Stitichezza in gravidanza: no ai lassativi!

da , il

    Stitichezza in gravidanza: no ai lassativi!

    La gravidanza comporta una serie di cambiamenti per tutto l’organismo femminile. Un effetto indesiderato che le future mamma potrebbero riscontrare in questo periodo, rispetto al normale metabolismo, è anche una maggiore stitichezza e, strettamente correlato, un maggiore senso di pesantezza a livello dello stomaco. In gravidanza è facile soffrire di questo disturbo a causa di diversi fattori. Primi fra tutti ne sono responsabili gli ormoni (in particolare il progesterone che ha un effetto rilassante su tutta la muscolatura, compresa anche quella dell’intestino) ma, ugualmente responsabili sono anche l’ingrossamento dell’utero e il poco movimento fatto dalla mamma durante la gravidanza.

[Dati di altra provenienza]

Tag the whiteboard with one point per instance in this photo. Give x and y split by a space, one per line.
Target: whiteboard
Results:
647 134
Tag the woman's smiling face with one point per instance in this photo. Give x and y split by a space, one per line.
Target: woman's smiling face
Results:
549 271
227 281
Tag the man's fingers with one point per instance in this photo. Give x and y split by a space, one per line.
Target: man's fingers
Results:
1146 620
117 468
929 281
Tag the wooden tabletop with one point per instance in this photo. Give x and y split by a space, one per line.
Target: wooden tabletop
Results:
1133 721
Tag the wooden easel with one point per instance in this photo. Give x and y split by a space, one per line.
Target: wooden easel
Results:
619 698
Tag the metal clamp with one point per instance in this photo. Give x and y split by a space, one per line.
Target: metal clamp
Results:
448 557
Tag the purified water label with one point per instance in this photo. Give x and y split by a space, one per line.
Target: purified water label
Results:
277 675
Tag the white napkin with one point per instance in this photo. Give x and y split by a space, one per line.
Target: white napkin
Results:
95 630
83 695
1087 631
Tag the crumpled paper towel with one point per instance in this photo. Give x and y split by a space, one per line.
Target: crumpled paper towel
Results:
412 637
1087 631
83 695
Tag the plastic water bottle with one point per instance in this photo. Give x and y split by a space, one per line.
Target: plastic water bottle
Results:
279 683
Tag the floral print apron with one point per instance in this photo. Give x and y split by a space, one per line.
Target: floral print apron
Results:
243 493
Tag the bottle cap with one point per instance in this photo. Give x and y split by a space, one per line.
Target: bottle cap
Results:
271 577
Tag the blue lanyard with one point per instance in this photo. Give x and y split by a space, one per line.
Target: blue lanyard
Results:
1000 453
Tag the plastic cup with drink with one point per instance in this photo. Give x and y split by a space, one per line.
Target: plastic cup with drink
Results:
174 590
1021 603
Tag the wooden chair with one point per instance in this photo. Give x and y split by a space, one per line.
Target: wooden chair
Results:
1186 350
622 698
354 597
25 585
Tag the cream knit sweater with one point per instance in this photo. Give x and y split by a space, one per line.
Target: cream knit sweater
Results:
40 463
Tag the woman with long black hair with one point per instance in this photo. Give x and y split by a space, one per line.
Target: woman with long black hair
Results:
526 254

    Molte donne pensano di ricorrere, in caso di stipsi, ai lassativi. Questo comportamento è invece da sconsigliare e con riguardo a tutti i tipi di lassativi, che possono avere degli effetti collaterali o indesiderati durante la gravidanza. Evitare dunque sia quelli da contatto (irritano la mucosa intestinale e alterano l’equilibrio idro-elettrico), quelli osmotici (lattulosio e lattitolo che aumentano la presenza di gas nell’intestino) ma anche quelli oleosi (oli di vaselina e paraffina che impediscono l’assorbimento di alcune vitamine indispensabili in gravidanza come la vitamina A e D).

    In alternativa ai lassativi è consigliato un aumento nell’apporto di frutta e verdura oppure il consumo di marmellate lassative. Indispensabile nella vostra alimentazione anche lo yogurt, i cui batteri attivi riequilibrano la normale flora intestinale. Da evitare, invece, i cibi piccanti o speziati e le tanto amate fritture!